Building the bms with jlcpcb is a massive pain, but otherwise its a pretty legenday system.
Thanks for the suggestion, I’ve had a quick look at Stuart’s Github page and that looks like a perfect fit for my system, ‘putting in the effort’ is no problem as I’m retired and have plenty of time and enthusiasm for this sort of thing. As well as providing backup for power outages, my solar PV system was essentially installed to support my DIY home sensor/controller system which is Arduino/Raspberry Pi based, so Stuart’s BMS would complement that perfectly
Thanks again for all the comments and suggestions. I think the way forward is to purchase the Victron charger, keep the existing batteries running as best I can for now and look seriously at Lithium batteries and Stuart’s BMS for their management.
Just one further question - what is the real life expectancy of Lithium batteries, as opposed to the data sheet figures ? Of course one advantage of a bank of managed individual cells is that they can be replaced singly if they fail
No, never. Even most LFP batteries don’t manage 6000 cycles. With proper care (i.e. never discharging below 50% SOC), AGM batteries can be expected to last for 800 to 1000 cycles.
Some may have advertised “up to 6000 cycles”. Advertising language must always be translated correctly, and in this case that means: “the cycle count of this battery is definitely below 6000”. And they are correct, even when their batteries average at 300 cycles only.
After a lot of thought I’ve decided the diyBMS is an excellent idea, but a long term project. It fits nicely with my ‘smart home’ system as I already have an EmonCMS system from OpenEnergyMonitor.org.
I’ve purchased a Victron IP22 charger, delivered this morning, I’m planning on trying the ‘recondition’ setting to see what happens. If I can ‘recondition’ the EP800 batteries I’ll keep them charged and available as a back up just in case we get any prolonged power outages.
I’ve heard great things about Winston cells, but I personally would avoid anything directly from Asia. From what I’ve seen, manufacturing there is sketchy at best. Generic batteries from Asia work but they don’t instill that trust that a reputable European manufacturer does. Sure they are 10 times cheaper…but if you have the means to splurge then why not?
If I were you I’d just add a 5 year guarantee option on whatever you build.

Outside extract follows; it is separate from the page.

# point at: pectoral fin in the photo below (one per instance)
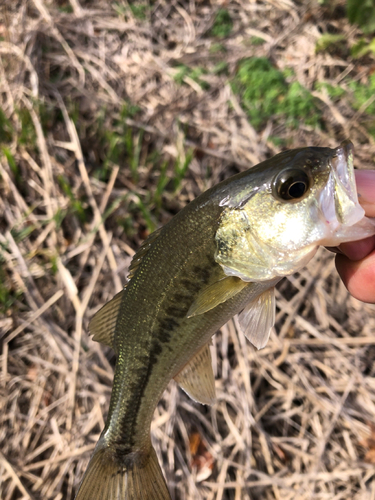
(197, 378)
(258, 317)
(216, 294)
(103, 324)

The eco tree batteries have a generic BMS already installed. While I’ve never disassembled those particular batteries,I can say with pretty good confidence,that you won’t want to use those. They are typically welded (Tig) 5-7.5 ah cells and have quite a few issues with balancing.
Or look at what Stuart uses in his build…those cells have been running for a while now on his system and don’t seem to be making any issues. They are from some generic Asian manufacturer. I do believe they are these
I don’t know nothing about this brand, but the battery looks like any noname supercheap chinese product.
When buying a battery I would ALWAYS care about the BMS, and I doubt that these cheap batteries have built in anything reliable. Anyhow I would never buy a LFP battery without an active balancer.
When in doubt I would build a DIY battery from EVE cells and a Yixiang DIY box with JK Inverter BMS (see Youtube), but even a DIY battery is not cheaper than the NKON batteries, which are built from very good components (EVE cells, Seplos BMS with active balancer). NKON offers a 48V 16 kWh battery for as little as 1380 €, and 5 kWh is available at 588 €.
Winston cells are eye wateringly expensive, the NKON batteries are more affordable but aren’t available till mid February, and that is quoted as an estimated delivery date. I shall ‘recondition’ the EP800 batteries for now and see what happens while I think about where to go from here.